Hong Kong authorities will ask MTR Corporation to submit a risk evaluation report on the coaches to be used on the upcoming Hong Kong-Shenzhen-Guangzhou high-speed rail link, Ming Pao Daily reported Tuesday, citing an unidentified source.
The move comes in the wake of a finding that nine sets of cars purchased by the railway operator from mainland firms did not meet the European Union crashworthiness standard, the report said.
The government’s Electrical and Mechanical Services Department sent officials in late April to visit China Railway Corp. and three bid-winning train makers — CSR Corp. (01766.HK, 601766.CN), China CNR Corp. (601299.CN) and CNR Changchun Railway Vehicles Co.
The officials confirmed that the makers did not adopt the EU’s EN 15227 crashworthiness standard, which requires cars to install so-called anti-creepers that can withstand crash at speeds under 36 kilometers per hour.
A spokesman for the department was quoted as saying that it has urged MTR to provide proof that the purchased high-speed rail cars can meet the same standard as EN15227. The company will not be given the go-ahead to operate the cars before three rounds of tests, he said.
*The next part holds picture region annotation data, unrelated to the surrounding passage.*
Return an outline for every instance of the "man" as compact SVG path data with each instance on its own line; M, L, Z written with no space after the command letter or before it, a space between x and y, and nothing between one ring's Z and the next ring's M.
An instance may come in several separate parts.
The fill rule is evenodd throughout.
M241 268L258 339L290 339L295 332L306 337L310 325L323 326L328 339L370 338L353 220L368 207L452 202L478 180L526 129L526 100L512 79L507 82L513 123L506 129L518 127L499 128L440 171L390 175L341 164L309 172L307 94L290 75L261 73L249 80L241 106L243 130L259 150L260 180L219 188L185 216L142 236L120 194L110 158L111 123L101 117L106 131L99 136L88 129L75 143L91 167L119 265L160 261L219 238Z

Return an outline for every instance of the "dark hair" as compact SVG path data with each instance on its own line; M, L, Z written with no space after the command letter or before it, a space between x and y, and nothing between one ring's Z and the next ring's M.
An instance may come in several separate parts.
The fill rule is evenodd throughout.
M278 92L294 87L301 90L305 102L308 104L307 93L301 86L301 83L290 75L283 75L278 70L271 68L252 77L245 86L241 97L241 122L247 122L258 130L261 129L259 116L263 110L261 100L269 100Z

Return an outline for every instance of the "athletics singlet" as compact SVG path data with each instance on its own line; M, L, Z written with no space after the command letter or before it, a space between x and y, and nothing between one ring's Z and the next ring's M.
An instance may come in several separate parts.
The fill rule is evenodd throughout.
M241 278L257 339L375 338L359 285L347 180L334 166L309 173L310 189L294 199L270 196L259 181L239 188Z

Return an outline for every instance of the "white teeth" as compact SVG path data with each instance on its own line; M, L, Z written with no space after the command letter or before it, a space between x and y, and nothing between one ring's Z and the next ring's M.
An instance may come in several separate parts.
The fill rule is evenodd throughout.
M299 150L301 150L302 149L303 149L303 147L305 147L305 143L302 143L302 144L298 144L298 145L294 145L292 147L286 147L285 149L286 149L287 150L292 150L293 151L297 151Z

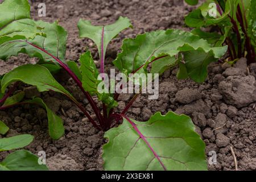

MTR said it had been aware of the EU standard but all of the mainland train makers that joined bidding in 2011 claimed then that they did not have cars fit for the standard.
The cars were purchased in 2010 based on the design of the mainland’s CRH380A high-speed train model. The total cost is said to be HK$1.74 billion (US$224.48 million).
Michael Tien, legislator and former chairman of KCRC, believes MTR may have been under the impression that anti-collision safety is not a key as long as signal control is operated well. A legislative panel may seek some explanation from the company at a meeting on July 4.